California steps up to lead the nation

 

Despite vociferous opposition from the California Chamber of Commerce, Gov. Arnold Schwarzenegger, R, and Democrat state legislators cemented a deal on Aug. 30 to pass the much-heralded Global Warming Solutions Act. California is the world's twelfth-largest producer of global-warming causing greenhouse gases, and the bill commits the state to cutting its greenhouse-gas emissions 25 percent by 2020.

The move is a tremendously hopeful sign: It is by far the strongest commitment that U.S. citizens have made in attacking the cause of global warming at its root. It may also signal the death of the great myth of Western exceptionalism — the idea that the West, somehow, is simply different.

For more than a century and a half, those of us not native to the West have wanted desperately to believe that the region was a place apart. We have nurtured the myth because it makes us special. But Western exceptionalism has always come with an insidious and largely unacknowledged corollary: The belief that we are immune from the problems of elsewhere, and of the world at large. Patricia Limerick pointed out the problem best in her book Legacy of Conquest, when she noted that the history of the West has largely been one of people running away from their problems, only to re-create them wherever they flee.

The environment has stood squarely at the center of the myth: First, with the notion of heroically testing ourselves against the landscape in the manner of the cowboy. Its more recent incarnation is environmentalism, which, regardless of whether you're a Sierra Club stalwart or public-lands rancher, has done more to shape the regional psyche than anything else.

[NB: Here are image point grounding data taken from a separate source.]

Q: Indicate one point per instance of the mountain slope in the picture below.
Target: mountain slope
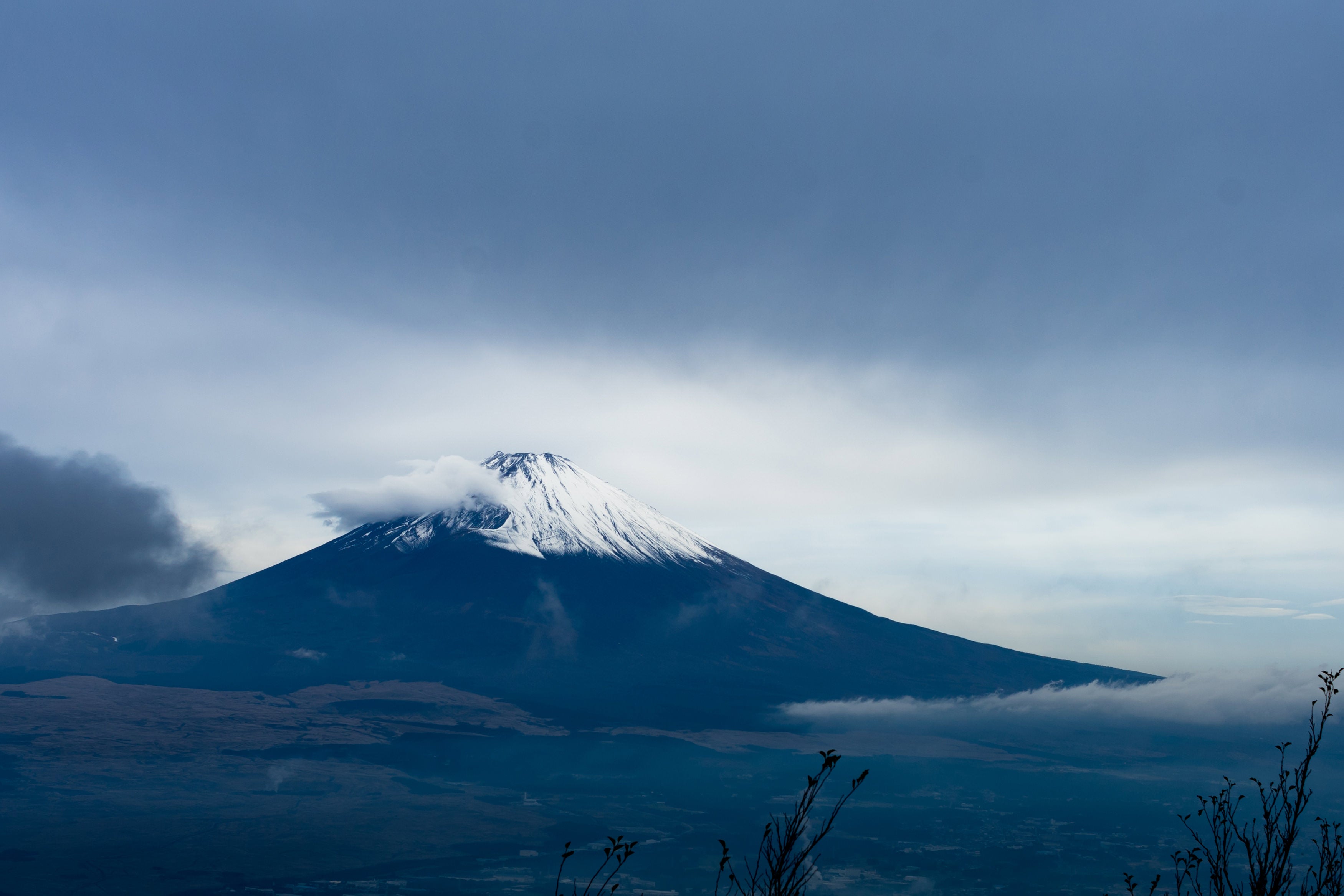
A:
(568, 598)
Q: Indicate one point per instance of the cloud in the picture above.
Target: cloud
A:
(1215, 605)
(448, 484)
(1203, 699)
(80, 532)
(306, 653)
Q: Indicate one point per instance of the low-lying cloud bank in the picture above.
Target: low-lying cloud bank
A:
(78, 532)
(448, 484)
(1271, 696)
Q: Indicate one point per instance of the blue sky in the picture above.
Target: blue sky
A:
(1018, 322)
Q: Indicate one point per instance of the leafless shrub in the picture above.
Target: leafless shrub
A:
(1234, 858)
(616, 855)
(785, 860)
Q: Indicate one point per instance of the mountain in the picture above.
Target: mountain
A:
(557, 593)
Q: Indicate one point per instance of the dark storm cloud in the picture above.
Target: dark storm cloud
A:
(956, 179)
(80, 532)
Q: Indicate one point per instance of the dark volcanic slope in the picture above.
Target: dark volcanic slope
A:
(577, 637)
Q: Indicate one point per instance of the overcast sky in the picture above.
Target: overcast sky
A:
(1014, 320)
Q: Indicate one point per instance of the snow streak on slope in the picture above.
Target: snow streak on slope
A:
(552, 508)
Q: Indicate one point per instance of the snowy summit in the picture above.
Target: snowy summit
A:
(549, 507)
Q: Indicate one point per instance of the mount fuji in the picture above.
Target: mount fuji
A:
(553, 590)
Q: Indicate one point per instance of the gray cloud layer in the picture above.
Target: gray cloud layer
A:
(80, 532)
(1257, 696)
(957, 179)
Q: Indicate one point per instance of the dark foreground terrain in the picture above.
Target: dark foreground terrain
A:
(418, 788)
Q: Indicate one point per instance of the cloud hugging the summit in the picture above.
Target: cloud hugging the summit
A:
(80, 532)
(447, 484)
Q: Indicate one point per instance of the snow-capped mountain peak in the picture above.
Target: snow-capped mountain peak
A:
(549, 507)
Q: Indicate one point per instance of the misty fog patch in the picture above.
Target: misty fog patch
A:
(80, 532)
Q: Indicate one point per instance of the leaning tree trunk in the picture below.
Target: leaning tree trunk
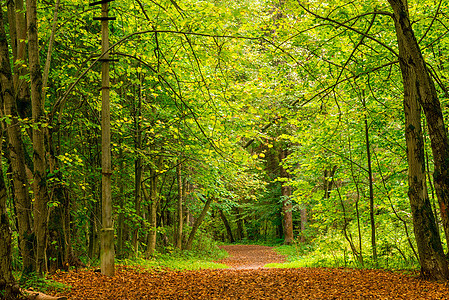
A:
(16, 155)
(420, 90)
(287, 207)
(418, 82)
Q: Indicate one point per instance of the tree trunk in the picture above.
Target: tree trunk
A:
(371, 189)
(138, 171)
(153, 200)
(417, 80)
(179, 218)
(227, 226)
(19, 40)
(303, 225)
(239, 221)
(420, 90)
(8, 287)
(287, 207)
(16, 156)
(196, 225)
(39, 157)
(107, 236)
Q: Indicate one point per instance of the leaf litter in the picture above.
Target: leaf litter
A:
(247, 279)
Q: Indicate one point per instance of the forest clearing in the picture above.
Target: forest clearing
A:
(149, 136)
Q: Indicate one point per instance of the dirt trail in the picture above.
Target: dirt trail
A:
(247, 257)
(246, 279)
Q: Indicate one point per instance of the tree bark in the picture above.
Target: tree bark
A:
(16, 155)
(8, 287)
(153, 200)
(287, 207)
(227, 226)
(415, 71)
(19, 38)
(371, 188)
(138, 171)
(196, 225)
(179, 214)
(39, 157)
(107, 237)
(239, 221)
(303, 225)
(419, 90)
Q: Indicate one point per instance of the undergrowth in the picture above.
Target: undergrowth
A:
(38, 283)
(329, 254)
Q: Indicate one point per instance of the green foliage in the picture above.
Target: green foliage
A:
(38, 283)
(181, 260)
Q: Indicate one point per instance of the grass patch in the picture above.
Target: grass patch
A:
(181, 260)
(41, 284)
(306, 256)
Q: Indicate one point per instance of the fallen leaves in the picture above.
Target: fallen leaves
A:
(251, 282)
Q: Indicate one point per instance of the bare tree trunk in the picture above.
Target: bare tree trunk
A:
(371, 189)
(138, 170)
(287, 207)
(303, 225)
(16, 155)
(420, 90)
(21, 86)
(227, 226)
(417, 79)
(239, 221)
(39, 157)
(179, 218)
(153, 199)
(107, 237)
(8, 288)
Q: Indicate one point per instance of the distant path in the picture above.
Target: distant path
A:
(247, 257)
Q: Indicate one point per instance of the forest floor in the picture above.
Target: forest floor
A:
(247, 279)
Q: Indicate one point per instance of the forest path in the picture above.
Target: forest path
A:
(247, 257)
(246, 279)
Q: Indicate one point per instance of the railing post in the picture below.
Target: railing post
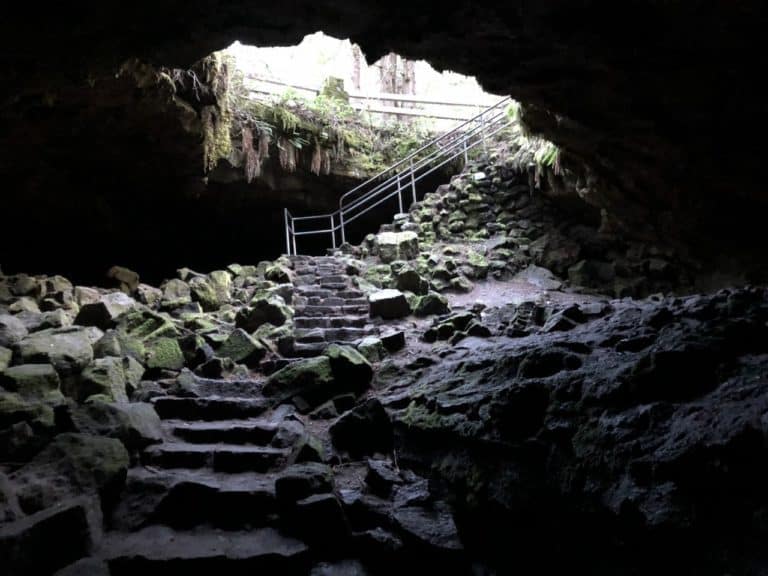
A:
(287, 232)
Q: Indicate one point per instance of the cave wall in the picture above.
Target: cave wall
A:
(657, 100)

There was a time when the West really was different from everywhere else, but the world that we set the West apart from no longer exists. That outside world has become ever more like the West, and the West more like it. We think of the West as rural communities in the midst of wide-open spaces, yet we cluster in urban areas more than in any other part of the nation. We think of sprawl as a Western phenomenon, yet the Southeast sprawls worse than anywhere else. We think of water as the limiting factor in the West, yet four-fifths of the region's water is used to grow food and fiber — a valiant pursuit, until you consider that much of it is surplus crops, like cotton, and feed for cattle, like alfalfa. The West, in truth, is awash in usable water. Meanwhile, the East Coast and the Southeast are — unbelievably, to us — running out.

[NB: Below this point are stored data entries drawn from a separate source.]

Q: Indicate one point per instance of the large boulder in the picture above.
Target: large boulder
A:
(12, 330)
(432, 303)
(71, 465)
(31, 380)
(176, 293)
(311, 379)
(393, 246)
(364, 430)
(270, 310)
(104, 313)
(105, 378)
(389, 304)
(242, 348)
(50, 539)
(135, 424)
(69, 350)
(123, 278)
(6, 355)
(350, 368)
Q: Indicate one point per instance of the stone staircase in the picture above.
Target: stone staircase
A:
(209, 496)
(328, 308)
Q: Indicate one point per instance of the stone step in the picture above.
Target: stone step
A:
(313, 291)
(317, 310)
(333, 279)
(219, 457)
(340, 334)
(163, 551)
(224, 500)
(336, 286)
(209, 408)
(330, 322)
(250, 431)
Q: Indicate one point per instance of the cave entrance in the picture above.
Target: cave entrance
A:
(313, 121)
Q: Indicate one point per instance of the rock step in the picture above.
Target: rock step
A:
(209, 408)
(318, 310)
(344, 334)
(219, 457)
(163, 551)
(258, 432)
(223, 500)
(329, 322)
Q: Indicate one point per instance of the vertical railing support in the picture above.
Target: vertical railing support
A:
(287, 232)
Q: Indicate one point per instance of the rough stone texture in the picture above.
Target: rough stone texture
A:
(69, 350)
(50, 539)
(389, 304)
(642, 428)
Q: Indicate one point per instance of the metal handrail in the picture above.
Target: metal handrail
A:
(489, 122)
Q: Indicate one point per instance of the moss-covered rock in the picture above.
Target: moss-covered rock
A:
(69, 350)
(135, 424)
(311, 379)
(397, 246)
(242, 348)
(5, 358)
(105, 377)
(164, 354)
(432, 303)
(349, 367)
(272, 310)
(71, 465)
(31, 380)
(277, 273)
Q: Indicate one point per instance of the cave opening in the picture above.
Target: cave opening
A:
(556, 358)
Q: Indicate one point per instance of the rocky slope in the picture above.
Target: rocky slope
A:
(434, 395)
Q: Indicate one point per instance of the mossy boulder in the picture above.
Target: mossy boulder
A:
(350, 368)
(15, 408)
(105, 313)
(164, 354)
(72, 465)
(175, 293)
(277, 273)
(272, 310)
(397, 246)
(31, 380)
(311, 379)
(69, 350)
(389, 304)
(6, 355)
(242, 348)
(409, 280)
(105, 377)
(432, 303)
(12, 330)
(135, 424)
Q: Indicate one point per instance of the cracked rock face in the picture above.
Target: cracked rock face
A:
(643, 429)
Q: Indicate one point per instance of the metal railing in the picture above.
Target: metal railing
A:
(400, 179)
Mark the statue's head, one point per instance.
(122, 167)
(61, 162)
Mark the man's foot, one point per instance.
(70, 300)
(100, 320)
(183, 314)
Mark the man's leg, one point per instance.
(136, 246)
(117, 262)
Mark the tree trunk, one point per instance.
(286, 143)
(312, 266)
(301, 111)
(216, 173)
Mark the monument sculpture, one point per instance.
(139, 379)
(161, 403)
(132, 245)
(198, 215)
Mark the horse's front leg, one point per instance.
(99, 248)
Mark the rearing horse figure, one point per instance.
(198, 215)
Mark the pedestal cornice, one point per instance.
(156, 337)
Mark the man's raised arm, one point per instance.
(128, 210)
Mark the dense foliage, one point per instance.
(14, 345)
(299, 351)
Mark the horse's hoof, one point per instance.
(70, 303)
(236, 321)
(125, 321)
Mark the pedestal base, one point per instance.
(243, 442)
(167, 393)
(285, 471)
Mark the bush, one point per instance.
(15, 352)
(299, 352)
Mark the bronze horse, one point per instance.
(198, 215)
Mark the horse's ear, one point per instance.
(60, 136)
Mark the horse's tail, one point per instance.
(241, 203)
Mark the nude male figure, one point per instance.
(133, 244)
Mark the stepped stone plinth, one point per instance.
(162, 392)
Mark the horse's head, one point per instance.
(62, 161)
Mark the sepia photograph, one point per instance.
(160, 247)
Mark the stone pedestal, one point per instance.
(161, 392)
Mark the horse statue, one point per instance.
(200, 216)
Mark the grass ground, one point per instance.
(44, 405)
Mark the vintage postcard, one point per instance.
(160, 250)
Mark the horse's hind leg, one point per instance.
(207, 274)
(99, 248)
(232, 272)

The paradoxes of water help lead the way to the paradoxes of the exceptionalist view of the West. The engineered abundance of water encourages growth, which creates problems less characteristic of the frontier than of anonymous metropolises anywhere on earth: air and water pollution, traffic jams, sprawl, crime.

These days, survival demands that we confront not the rigors of the landscape, but the consequences of our own societal metabolism. No place has proven that better than Los Angeles, which, in the 1980s and 1990s, disappeared under its brown cloud of smog and bullets. Rather than attempt to solve the problem, a wave of Californians sought refuge in that great Western promise — a new start, somewhere else.

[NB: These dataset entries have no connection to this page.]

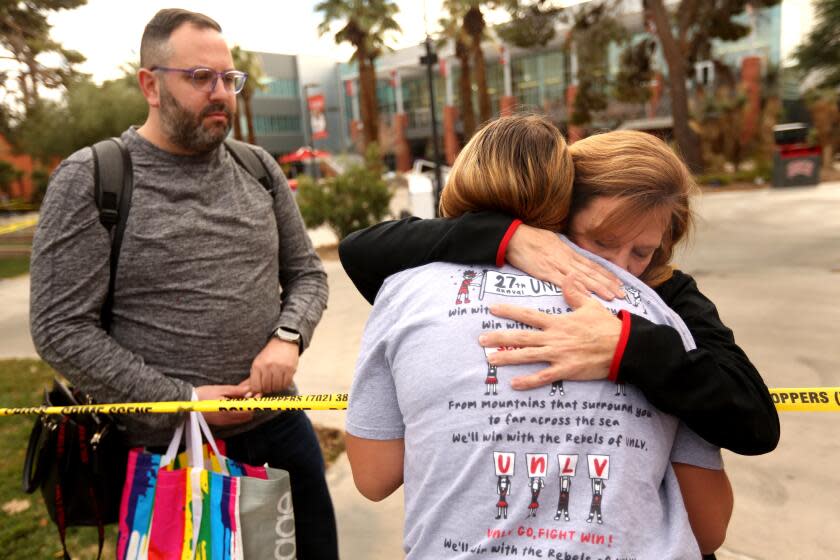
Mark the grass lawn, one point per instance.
(26, 532)
(13, 265)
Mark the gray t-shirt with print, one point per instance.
(578, 470)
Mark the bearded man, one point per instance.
(197, 310)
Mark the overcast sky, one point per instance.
(107, 32)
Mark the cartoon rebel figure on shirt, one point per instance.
(503, 490)
(491, 381)
(464, 290)
(537, 483)
(563, 501)
(597, 496)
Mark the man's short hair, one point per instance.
(154, 47)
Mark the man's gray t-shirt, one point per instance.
(484, 464)
(197, 293)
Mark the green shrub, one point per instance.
(356, 199)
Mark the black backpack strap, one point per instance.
(245, 156)
(113, 184)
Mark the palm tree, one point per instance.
(365, 24)
(451, 30)
(474, 26)
(246, 61)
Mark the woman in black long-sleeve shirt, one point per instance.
(714, 389)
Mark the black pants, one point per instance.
(288, 442)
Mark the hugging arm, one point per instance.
(371, 255)
(708, 500)
(377, 465)
(714, 389)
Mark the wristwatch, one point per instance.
(287, 335)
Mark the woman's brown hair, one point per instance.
(643, 171)
(519, 165)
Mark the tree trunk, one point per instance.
(687, 140)
(373, 101)
(367, 99)
(237, 125)
(465, 86)
(480, 69)
(249, 118)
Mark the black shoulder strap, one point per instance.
(113, 184)
(245, 156)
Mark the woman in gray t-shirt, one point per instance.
(578, 471)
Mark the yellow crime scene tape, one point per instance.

But there is another paradox: Our vast landscape — the very thing that we in the West have always insisted sets us apart — ties us together with the rest of the world. And ultimately, a deteriorating environment erases the notion that refuge can be found anywhere. This is not a particularly new idea. But we in the West, particularly, may do well to consider it again. For global warming has finally rendered the myth of Western exceptionalism obsolete. If we continue to insist, even unconsciously, or unthinkingly, that our cherished exceptionalism confers immunity to not only the effects of, but also responsibility for, global warming, the myth could undo the place we love.

That is why California's taking the lead against global warming is such a hopeful sign. The great Western writer and historian Wallace Stegner once wistfully dreamed of Westerners laboring to create a society to match the scenery. Yet California may have done something that goes far beyond. The state may be ill able to afford it, yet it is — in defiance of the impulse that has driven the past century and a half of Western history — moving to solve a problem whose causes lay largely at home, but whose effects are truly planetary.

Matt Jenkins is a contributor to Writers on the Range, a service of High Country News (hcn.org). He is the paper's Northwest editor, based in Oregon.